Money Management Mistakes: What You Should Not Do For Your Business

Fifty percent of businesses fail within the first five years. It is even worse in the first two years, with one-third of companies closing shop. While there are many reasons for their closure, a pervasive one is that they make a mistake when it comes to managing their money. Here are some errors that pop up often and how you can avoid them.

Spending Too Much

It is a fact that you need to spend money to earn money. You buy raw materials and equipment. You then pay for employees to create finished products or services. But the critical thing here is that your earnings should be higher than your spending. The mistake that many businesses make is that they spend too much. Usually, this is because they buy an expensive piece of equipment or hire the best-qualified employee. This would not be a problem if these would give a return on their investment, but sometimes the earnings are still low. This will slowly drain your company of money.

The best way to avoid this mistake is to be aware of how much you are spending. This is where fractional CFO services can be a big help. A CFO will be able to track the flow of money in a company and help decide on how much money you should be spending. A reasonable budget planned by your CFO will give you a spending limit and warn you whether your company is in danger so you can lower expenses. With enough warning, you can rein in your spending so that you have a buffer in case something goes wrong.

Not Having Reserves


Another mistake that businesses make is not to have a reserve. This is understandable. When a business starts, the focus is on growth. The result is that earning goes towards development for the future. The company’s earnings often go into investments. The trouble is that this can often leave businesses vulnerable to many things. For example, you need to make an emergency expansion or have to pay for a necessary delivery of supplies. Without the funds to pay for these emergencies, a business can miss out on a lot of opportunities.

Having a reserve also provides a necessary cushion when a business goes bad. For example, your store can’t open for several weeks, or some of your distributors are unavailable. This means weeks without any earnings. If you do not have a reserve, you won’t have money to pay for bills. This can mean bad times for your employees as you struggle to pay their salaries. The result can be a total stop to your operations.

Lacking Any Form Of Insurance

While cash reserves are great, they may not be enough for some instances. Major disasters and the like can make your business to lose resources. For example, an accident on the road can end up destroying your delivery truck and a lot of your stock. Some times, you lose much more. Unless you have some major reserves, it will be impossible to recover from incidents like these. The other way to survive is to have an insurance plan that covers various events.

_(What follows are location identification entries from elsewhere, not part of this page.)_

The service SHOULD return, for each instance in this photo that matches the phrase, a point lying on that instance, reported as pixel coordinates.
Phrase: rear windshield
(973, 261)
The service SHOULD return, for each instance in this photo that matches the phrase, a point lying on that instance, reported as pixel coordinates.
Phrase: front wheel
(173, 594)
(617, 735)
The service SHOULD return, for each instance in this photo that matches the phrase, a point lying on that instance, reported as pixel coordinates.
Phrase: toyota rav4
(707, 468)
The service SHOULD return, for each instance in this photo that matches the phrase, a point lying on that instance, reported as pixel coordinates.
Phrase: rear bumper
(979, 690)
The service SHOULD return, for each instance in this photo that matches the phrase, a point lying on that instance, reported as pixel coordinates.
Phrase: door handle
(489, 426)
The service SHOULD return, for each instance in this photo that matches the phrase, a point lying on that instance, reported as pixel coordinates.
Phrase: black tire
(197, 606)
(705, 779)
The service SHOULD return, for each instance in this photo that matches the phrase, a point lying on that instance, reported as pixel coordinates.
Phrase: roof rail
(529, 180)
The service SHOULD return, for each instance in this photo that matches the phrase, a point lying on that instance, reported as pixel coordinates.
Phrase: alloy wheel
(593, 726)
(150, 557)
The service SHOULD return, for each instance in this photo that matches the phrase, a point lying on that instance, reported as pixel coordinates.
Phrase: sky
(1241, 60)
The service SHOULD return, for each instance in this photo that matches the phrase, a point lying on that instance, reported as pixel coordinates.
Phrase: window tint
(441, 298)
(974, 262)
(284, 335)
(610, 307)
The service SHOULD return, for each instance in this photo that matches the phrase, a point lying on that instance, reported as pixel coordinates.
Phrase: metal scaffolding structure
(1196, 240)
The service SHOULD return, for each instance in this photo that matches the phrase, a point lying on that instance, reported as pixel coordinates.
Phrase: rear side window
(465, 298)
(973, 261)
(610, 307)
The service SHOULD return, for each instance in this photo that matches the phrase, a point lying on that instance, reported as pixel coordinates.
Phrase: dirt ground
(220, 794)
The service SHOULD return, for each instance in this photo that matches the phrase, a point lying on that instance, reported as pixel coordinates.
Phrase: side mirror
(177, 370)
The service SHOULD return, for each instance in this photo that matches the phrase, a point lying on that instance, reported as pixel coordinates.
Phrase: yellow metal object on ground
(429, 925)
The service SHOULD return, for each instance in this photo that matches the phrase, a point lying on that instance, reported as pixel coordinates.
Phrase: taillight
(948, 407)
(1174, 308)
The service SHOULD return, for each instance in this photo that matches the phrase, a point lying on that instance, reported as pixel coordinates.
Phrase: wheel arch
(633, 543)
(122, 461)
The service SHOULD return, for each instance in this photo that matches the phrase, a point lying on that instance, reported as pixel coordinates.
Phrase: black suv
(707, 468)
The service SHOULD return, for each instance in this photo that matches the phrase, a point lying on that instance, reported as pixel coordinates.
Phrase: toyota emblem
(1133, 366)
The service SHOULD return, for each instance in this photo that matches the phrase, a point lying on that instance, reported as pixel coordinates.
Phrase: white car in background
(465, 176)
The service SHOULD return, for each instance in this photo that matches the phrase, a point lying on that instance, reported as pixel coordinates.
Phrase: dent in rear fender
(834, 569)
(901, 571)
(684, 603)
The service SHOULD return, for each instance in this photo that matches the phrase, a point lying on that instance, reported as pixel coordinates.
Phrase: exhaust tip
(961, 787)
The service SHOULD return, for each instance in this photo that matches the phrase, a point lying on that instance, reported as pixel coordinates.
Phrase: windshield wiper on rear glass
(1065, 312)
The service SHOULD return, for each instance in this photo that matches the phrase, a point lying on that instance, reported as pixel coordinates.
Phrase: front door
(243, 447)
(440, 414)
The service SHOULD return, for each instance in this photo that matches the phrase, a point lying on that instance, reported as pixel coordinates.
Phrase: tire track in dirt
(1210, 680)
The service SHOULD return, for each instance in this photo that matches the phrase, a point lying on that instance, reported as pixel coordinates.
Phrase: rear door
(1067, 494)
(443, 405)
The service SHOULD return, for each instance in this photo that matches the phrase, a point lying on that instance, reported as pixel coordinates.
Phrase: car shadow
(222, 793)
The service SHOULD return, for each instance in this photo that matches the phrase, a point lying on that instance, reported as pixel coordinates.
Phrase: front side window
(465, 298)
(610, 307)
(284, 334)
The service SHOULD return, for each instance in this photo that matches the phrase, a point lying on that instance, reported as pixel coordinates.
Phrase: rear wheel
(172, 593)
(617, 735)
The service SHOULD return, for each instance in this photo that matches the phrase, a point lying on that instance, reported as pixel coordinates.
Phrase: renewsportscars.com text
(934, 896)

There are several insurance plans out there that can provide coverage for your business. Depending on what sort of industry you are in, there are some plans that you need to take. For example, if you are a shipping company, then freight insurance is necessary. If you provide services, then liability insurance should be what you wanted. Evaluate what is on the market and only choose the best plans that would suit your needs.

Not Knowing How Well Your Performance Is

Your business competes in a market. If you are not performing better than the competition, then there is a good chance that you are losing out. Always look at how other operations perform and compare them to yours. If you see that your performance is lagging, you should then make some changes so that you can stay competitive. For example, your observations reveal that one faction is getting a better price for their raw materials. You should then look for cheaper suppliers from somewhere else or to negotiate with your supplier. This change in your cash flow should yield some great results.

It is very easy to make a mistake when it comes to running a small business. Knowing a few of the major ones will stop you from making them. This means a higher chance of success for your company in the long run.